Nouveaux véhicules de placement

Pour rattraper le retard de la Suisse en matière de flexibilité et de diversité des formes de placement, le Conseil fédéral s'est attaqué à une refonte complète de la loi sur les fonds de placement en 2002 déjà. Le nouveau cadre législatif, connu sous le nom de Loi fédérale sur les placements collectifs de capitaux (LPCC) doit assurer, entre autres, l'euro-compatibilité de la législation suisse ainsi qu'accroître l'attrait de la place financière helvétique en créant de nouveaux véhicules de placement. Parmi les nouvelles formes qui seront dorénavant disponibles en droit suisse (voir tableau), on trouve les fameuses SICAV ainsi que la société en commandite de placements collectifs - équivalent des partnerships - destinée aux investissements de private equity. De plus, la LPCC s'appliquera dans certains cas également aux sociétés d'investissement prenant la forme juridique traditionnelle de la société anonyme (Société d'investissement à capital fixe - SICAF). La LPCC, qui doit entrer en vigueur début 2007, représente donc une petite révolution dans le monde des véhicules de placement suisses.

Pas de révolution fiscale

Dès le début de l'élaboration du projet de loi, il était évident que toute nouvelle forme de placement serait mort-née sans un cadre fiscal attractif, en particulier pour les investisseurs étrangers. Le principe de transparence, qui veut que les détenteurs de parts de fonds soient imposés comme s'ils avaient directement investi dans les mêmes actifs que le fonds, devait être étendu à toutes les formes de placement soumises à la LPCC. En d'autres mots, seuls les détenteurs de parts auraient été soumis à l'impôt, le fonds n'étant lui-même redevable d'aucun impôt sur ses revenus et sa fortune (à l'exception des fonds détenant des immeubles en propriété directe - cas ignoré ici). Si l'application de cette règle de transparence ne pose pas de problème pour les nouvelles formes que sont les SICAV et les sociétés en commandite de placements collectifs, il en aurait été autrement pour les SICAF existantes, qui sont actuellement imposées comme des personnes morales, c'est-à-dire qu'elles sont elles-mêmes sujettes aux impôts, indépendamment de leurs actionnaires. Un changement de régime fiscal pour cette catégorie de sociétés aurait sans doute posé des problèmes insurmontables, raison pour laquelle il a été finalement abandonné. Les SICAF resteront donc soumises aux impôts selon les règles actuelles; de même que leurs investisseurs, qui subiront par conséquent une double imposition économique.
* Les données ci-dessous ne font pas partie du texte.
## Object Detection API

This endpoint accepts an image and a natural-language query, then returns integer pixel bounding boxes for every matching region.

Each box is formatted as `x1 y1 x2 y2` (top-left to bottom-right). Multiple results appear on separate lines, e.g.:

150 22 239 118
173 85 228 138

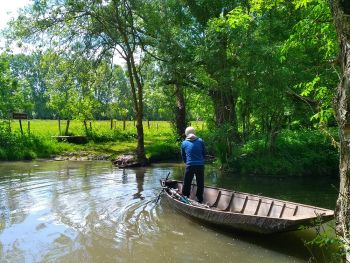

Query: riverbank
0 120 339 177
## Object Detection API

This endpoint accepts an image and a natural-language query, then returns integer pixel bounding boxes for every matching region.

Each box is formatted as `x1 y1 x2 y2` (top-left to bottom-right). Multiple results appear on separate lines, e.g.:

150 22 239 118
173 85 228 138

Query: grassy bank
0 120 338 176
0 120 202 162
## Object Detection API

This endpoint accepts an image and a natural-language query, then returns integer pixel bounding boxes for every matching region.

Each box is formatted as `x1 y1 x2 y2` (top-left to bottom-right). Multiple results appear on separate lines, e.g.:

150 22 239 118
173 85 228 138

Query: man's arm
181 144 186 163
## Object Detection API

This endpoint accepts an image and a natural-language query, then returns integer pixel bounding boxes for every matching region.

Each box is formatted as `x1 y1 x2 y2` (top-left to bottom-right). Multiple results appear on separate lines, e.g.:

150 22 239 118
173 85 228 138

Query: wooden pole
19 119 23 135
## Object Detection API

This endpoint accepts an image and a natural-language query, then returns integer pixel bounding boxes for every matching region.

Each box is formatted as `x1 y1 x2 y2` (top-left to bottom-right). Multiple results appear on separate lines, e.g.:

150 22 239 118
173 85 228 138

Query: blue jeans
182 165 204 203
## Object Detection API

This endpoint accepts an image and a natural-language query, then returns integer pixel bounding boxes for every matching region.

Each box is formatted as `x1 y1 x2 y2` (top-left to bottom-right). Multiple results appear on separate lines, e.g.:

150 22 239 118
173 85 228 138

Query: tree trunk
330 0 350 262
64 119 70 136
126 54 148 166
174 83 187 138
210 89 240 142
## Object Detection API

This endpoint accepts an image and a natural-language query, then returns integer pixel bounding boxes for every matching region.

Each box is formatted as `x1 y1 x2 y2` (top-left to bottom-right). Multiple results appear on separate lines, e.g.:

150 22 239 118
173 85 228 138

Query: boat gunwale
161 180 334 222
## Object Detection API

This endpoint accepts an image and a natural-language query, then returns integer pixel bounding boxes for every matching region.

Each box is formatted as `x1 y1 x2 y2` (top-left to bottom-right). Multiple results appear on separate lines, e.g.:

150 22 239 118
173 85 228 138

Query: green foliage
0 123 59 160
219 130 339 176
146 141 181 162
301 218 349 263
87 129 137 143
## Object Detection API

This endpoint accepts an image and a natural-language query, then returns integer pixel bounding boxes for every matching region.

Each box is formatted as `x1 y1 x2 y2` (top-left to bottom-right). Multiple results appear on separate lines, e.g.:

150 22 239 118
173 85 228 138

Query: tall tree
330 0 350 262
7 0 153 164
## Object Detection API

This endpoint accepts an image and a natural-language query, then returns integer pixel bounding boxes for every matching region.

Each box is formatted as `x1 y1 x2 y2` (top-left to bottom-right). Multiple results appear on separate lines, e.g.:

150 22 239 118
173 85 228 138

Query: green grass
0 120 183 161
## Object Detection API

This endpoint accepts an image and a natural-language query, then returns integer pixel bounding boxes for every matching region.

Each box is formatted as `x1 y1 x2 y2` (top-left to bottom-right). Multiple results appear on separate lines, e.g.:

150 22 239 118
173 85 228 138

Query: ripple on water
0 162 334 263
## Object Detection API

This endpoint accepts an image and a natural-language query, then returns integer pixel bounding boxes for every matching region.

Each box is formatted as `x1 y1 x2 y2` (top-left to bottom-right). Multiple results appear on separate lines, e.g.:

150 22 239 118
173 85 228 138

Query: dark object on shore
113 154 142 168
52 135 89 144
161 180 334 234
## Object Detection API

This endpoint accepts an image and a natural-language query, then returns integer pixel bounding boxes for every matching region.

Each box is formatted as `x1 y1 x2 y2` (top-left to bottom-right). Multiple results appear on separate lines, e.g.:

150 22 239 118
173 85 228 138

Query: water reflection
0 162 335 262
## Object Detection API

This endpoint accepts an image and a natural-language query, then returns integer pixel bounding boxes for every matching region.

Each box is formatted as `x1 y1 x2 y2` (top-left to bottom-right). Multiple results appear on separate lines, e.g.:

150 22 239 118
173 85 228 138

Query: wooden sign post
12 112 28 135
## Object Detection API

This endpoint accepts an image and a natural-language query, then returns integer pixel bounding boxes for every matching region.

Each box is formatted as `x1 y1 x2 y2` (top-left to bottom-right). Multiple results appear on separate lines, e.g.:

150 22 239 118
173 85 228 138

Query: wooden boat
161 180 334 234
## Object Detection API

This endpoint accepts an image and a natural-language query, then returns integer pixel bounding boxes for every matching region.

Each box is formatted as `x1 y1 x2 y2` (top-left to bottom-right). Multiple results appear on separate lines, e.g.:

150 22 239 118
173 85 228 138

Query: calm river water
0 161 337 263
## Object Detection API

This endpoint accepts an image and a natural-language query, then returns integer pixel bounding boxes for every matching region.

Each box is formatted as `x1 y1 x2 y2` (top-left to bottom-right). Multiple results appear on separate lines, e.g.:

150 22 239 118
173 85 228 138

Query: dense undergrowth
207 129 339 176
0 121 339 176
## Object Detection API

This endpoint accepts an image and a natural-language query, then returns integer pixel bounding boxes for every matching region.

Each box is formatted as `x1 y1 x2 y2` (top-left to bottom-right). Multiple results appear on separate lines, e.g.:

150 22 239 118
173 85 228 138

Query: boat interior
166 181 334 220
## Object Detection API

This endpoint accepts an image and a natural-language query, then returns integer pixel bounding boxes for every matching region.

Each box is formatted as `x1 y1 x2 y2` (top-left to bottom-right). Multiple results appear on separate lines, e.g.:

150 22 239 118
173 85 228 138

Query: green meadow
0 120 203 161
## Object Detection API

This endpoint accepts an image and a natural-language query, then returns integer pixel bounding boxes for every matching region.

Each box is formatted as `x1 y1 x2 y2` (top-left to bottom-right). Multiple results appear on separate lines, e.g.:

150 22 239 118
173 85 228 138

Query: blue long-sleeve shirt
181 138 205 166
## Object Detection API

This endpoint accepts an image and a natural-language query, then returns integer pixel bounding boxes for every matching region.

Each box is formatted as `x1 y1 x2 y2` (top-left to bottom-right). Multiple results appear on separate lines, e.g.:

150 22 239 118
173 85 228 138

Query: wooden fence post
18 119 23 135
Si le principe de transparence en matière d'impôts directs - revenu et fortune - est unanimement accepté, il en va différemment de l'impôt anticipé sur les rendements des placements collectifs. Ici, point de révolution! Les modifications devant être apportées à l'impôt anticipé ne présentent pas de véritables allégements: certes, les institutions de prévoyance suisses n'auront plus à subir la retenue de l'impôt anticipé, qui sera remplacée par une procédure de déclaration, mais à l'inverse, les autres détenteurs de parts verront l'impôt anticipé déduit des revenus cumulés, non plus au moment du remboursement de leurs parts, mais annuellement - ce qui aura inévitablement un impact négatif sur le rendement à long terme du fonds. Les investisseurs étrangers pourront toujours éviter l'impôt anticipé en limitant leurs placements à des fonds bénéficiant de la procédure d'affidavit ou en demandant le remboursement de l'impôt anticipé. Cette option est toutefois restreinte aux fonds avec des investissements essentiellement étrangers, et accompagnée de démarches administratives. Les principales places concurrentes de la Suisse - Luxembourg et Irlande en ce qui concerne l'UE - n'ont évidemment pas de règles fiscales aussi compliquées, puisque les rendements de leurs fonds ne sont soumis à aucune retenue à la source. Par conséquent, il est à craindre que, faute d'amélioration radicale de l'attractivité fiscale des placements collectifs suisses, l'épée de Damoclès ne se transforme en guillotine pour beaucoup de futurs véhicules de placement suisses.